Devil’s Island (1939, USA)
A remake of the 1926 silent film of the same name, Devil’s Island also shares a lot in common with The Prisoner of Shark Island (1936), Those High Grey Walls (1939) and the later Hellgate (1952); all have the chief protagonist providing medical assistance to a wounded reprobate and then being charged with being an accomplice. The hero in this one, however, seems less a victim of circumstance.
Dr Charles Gaudet (Boris Karloff) is the physician in this case, charged with treason after racing to the assistance of a old patient, just himself convicted of treason, who has been shot while escaping from custody. Gaudet gets 10 years in the French penal colony, which ensures that he remains fairly grumpy for the duration of the film.

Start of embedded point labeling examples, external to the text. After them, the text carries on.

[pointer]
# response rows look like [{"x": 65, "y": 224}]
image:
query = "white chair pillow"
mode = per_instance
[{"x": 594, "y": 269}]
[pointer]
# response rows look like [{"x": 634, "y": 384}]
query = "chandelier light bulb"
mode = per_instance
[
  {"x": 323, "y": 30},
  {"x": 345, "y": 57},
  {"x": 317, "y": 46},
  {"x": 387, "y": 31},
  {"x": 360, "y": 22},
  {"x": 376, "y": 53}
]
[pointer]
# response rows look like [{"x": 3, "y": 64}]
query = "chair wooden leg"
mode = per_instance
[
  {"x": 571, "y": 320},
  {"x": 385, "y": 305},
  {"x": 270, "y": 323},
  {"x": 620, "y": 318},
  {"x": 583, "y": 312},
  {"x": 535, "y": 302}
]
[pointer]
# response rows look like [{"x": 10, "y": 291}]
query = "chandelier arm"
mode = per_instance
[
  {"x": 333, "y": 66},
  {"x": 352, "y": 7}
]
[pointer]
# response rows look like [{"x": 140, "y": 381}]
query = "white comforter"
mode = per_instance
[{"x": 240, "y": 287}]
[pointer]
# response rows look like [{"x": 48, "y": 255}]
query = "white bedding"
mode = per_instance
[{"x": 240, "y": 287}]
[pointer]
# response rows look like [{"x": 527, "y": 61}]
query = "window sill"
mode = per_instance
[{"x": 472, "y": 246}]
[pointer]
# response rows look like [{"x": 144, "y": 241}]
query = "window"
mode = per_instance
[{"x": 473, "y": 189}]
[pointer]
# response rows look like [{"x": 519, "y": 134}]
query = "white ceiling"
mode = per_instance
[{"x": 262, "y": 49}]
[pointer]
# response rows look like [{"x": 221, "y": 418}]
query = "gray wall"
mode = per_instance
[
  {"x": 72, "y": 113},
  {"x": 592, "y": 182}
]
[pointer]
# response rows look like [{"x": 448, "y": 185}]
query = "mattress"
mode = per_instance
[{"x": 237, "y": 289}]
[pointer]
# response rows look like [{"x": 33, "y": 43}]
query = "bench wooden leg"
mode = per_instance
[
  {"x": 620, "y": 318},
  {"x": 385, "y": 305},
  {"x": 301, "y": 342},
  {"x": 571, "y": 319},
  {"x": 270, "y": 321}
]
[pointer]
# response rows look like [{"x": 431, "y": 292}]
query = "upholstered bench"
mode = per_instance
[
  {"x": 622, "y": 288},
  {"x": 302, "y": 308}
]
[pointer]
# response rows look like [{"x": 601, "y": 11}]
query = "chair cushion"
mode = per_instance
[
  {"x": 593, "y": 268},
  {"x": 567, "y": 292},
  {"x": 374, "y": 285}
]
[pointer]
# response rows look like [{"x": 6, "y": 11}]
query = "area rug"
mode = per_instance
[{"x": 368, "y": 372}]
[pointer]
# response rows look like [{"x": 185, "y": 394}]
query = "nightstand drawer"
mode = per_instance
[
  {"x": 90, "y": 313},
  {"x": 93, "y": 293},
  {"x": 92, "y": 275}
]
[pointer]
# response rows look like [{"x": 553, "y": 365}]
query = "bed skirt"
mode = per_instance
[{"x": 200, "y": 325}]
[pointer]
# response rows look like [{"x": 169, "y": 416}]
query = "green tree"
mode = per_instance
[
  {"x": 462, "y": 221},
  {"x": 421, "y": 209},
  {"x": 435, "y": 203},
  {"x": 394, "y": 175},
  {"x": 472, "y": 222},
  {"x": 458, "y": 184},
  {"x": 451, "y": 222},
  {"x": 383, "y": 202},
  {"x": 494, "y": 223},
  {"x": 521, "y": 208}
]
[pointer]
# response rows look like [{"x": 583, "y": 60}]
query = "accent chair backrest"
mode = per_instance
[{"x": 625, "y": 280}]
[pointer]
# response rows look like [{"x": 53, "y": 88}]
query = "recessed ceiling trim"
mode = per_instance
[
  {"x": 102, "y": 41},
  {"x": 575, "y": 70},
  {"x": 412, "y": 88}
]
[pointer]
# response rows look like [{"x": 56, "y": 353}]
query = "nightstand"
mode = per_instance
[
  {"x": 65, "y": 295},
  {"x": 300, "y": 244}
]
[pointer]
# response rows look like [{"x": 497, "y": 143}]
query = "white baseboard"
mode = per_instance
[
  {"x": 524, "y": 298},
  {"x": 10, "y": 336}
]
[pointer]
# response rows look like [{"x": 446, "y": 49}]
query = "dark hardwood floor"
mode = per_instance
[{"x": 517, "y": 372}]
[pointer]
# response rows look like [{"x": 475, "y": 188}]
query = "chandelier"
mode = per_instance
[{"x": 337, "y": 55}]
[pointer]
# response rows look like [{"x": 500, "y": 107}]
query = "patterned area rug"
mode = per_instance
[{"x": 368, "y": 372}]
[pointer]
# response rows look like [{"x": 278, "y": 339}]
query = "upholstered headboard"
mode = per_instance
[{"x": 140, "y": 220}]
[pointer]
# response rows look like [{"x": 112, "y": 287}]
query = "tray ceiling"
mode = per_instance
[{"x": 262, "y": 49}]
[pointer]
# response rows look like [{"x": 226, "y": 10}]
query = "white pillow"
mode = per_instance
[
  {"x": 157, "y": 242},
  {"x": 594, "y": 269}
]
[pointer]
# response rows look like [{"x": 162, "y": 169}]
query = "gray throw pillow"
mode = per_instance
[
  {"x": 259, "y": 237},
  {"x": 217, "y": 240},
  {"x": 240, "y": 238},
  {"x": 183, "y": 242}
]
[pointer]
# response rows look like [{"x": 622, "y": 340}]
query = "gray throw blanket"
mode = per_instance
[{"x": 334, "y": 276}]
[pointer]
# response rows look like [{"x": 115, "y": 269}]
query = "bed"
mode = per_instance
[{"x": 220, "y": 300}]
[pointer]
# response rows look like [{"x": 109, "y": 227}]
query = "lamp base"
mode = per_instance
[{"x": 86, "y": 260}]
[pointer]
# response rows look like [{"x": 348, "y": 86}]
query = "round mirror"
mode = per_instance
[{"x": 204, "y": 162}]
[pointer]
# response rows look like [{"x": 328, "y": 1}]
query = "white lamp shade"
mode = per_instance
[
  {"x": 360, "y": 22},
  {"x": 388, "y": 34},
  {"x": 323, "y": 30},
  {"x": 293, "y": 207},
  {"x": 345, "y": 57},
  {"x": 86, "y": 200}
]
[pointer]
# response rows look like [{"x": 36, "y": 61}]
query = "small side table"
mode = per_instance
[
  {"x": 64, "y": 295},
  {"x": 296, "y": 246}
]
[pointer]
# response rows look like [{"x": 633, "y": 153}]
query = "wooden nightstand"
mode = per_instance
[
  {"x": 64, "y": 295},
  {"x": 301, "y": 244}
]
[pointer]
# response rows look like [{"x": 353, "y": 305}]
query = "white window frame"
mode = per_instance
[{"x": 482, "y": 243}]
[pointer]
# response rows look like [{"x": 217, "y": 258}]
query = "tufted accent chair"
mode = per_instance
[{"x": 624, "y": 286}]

Upon arrival at Devil’s Island, Gaudet is seen to be too clever and is immediately treated as a threat; Colonel Armand Lucien, the man in charge of the penal colony and its regular guillotinings, quickly sets about putting him in his place. But Gaudet refuses to be quieted. He continues to protest his innocence, complains about the medical treatment (or lack thereof) afforded one of the inmates, and is part of a group of prisoners who revolt, resulting in one guard being attacked with a shovel. The revolt is short-lived. Lucien determines that all the rioters will be executed.
But then Lucien’s young daughter is badly injured in a fall from a buggy, and the colony’s resident doctor, Dr Duval, admits that the only person who can save her is the resident brain surgeon, Dr Gaudet. Lucien’s initial response is to deny a life-saving operation to his daughter rather than ask a prisoner for a favour, but Madame Lucien (Nedda Harrigan) intervenes, and the Colonel relents. Gaudet insists that if the daughter lives, not only his life be spared, but the lives of all the other skirmishers as well; Lucien reluctantly agrees.
The operation is of course a success. Gaudet’s escapes execution, but is nonetheless thrown in ‘the pits’ as punishment [an indoor hole in the ground with a grate over the top, as opposed to the breezier outdoor model seen in Condemned! (1929)]. He is thoughtfully let out of his pit to witness the execution of the shovel-wielder, Pierre; the Colonel having gone back on his word once the guard died of his injuries. Gaudet bribes his way to an escape, taking five others along with him for the ride – but the getaway boat runs out of fuel and they drift in searing heat until being rescued – by the prison ship en route to Devil’s Island. Gaudet is just about to be executed when the new Minister for Colonies steps in, grants him a full pardon and arrests Lucien for misappropriation of funds, and more. Hourra! Justice is finally served – unless you hold the view that any decent man would have called the Police in addition to tending to the injured escapee.
The producers seem at pains not to offend the French, noting at the start that the story is “purely fictional” and that all this happened many years ago. “A modern understanding of penal administration has brought a change. Today humanity makes easier the burden of correction. For modern France is committed to the task of remaking men… not breaking them.” That’s not exactly the message that you get from Women of Devil’s Island (1962), but it’s good to know anyway.
Posted on October 11th, 2012 at 7:53 pm. Updated on October 11th, 2012 at 8:00 pm.